淡水色の春、無残に壊されて。【上】
男主人公、病気、医療
※この作品はフィクションです。
まず初めに、僕の事について話させてもらおう。
僕は昔、血を吐いた。真っ赤な真っ赤な鮮血を。すぐさま入院し、主治医が告げたのは「肺結核」という病名だった。当時小学六年生であった僕には、そんな重い事実は受け止め切れなかった。何度も、何度も連呼した。“嫌だ”と。やがてそんな言葉にも飽きて、静かになっていったのだが。

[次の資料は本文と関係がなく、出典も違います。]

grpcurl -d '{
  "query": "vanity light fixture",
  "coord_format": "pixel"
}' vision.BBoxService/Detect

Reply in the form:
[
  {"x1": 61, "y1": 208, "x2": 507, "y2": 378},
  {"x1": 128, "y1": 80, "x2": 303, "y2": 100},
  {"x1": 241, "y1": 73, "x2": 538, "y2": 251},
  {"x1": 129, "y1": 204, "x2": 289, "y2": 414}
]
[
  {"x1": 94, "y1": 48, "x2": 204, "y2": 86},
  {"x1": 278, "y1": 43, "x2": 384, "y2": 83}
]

そんな絶望的な3文字も、PZA、INH、RFP、SM、EBなどの薬剤によって僕の体内から姿を消した。が、それらの薬剤は恐ろしい程の副作用として僕の体に暗い爪痕を遺した。胃腸障害、肝障害、腎障害、視神経炎、第8聴神経障害、溶血性貧血、精神障害······。どれも肺結核に比べれば危険度の低い副作用なのだろうが、そんな事は関係ない。一つの強いものが幾つもの弱いものに変わっただけだ。五十歩百歩じゃないか?なんて、怒りに駆られた時期もあったが、次第にそんな爪痕も覆われていった。
時は経ち、6年後の今。小学校の頃に暗い過去を背負った僕も、さて受験に急き立てられる1年が始まる、という所に差し掛かった。あの後、中学では肺結核の経過観察などで忙しい時もあったが、勉強にその身を急き立てそこそこの高校に入る事が出来た。なんとか青春は掴み取れた。文芸部の仲間達とも楽しく過ごせている。その他にも勉強に、そしてちょっとばかし恋愛に。
初秋の候、少し咳込むことが多くなった。市販の風邪薬を飲みながら、いつも通り"アオハル"を謳歌していた。日が傾き、そろそろ片付けようか、と隣に座っている彼女は僕に微笑みかけた。その時、少しばかり吐き気を孕んだ咳が出た。視線を下にやると、原稿用紙3枚目の7割ほどまで書き上げた小説が紅に染まっていた。視界からの情報を脳が拒否し、記憶の中では6年前の暗き記憶が走馬灯の様に視界を駆ける。彼女が口に手を当て悲鳴を上げた事で、意識は現実へと引き戻され、視界に再び紅が入った。目の前に広がる鮮血に塗れた原稿用紙。原稿用紙に例の三文字が浮かび上がった様に感じた。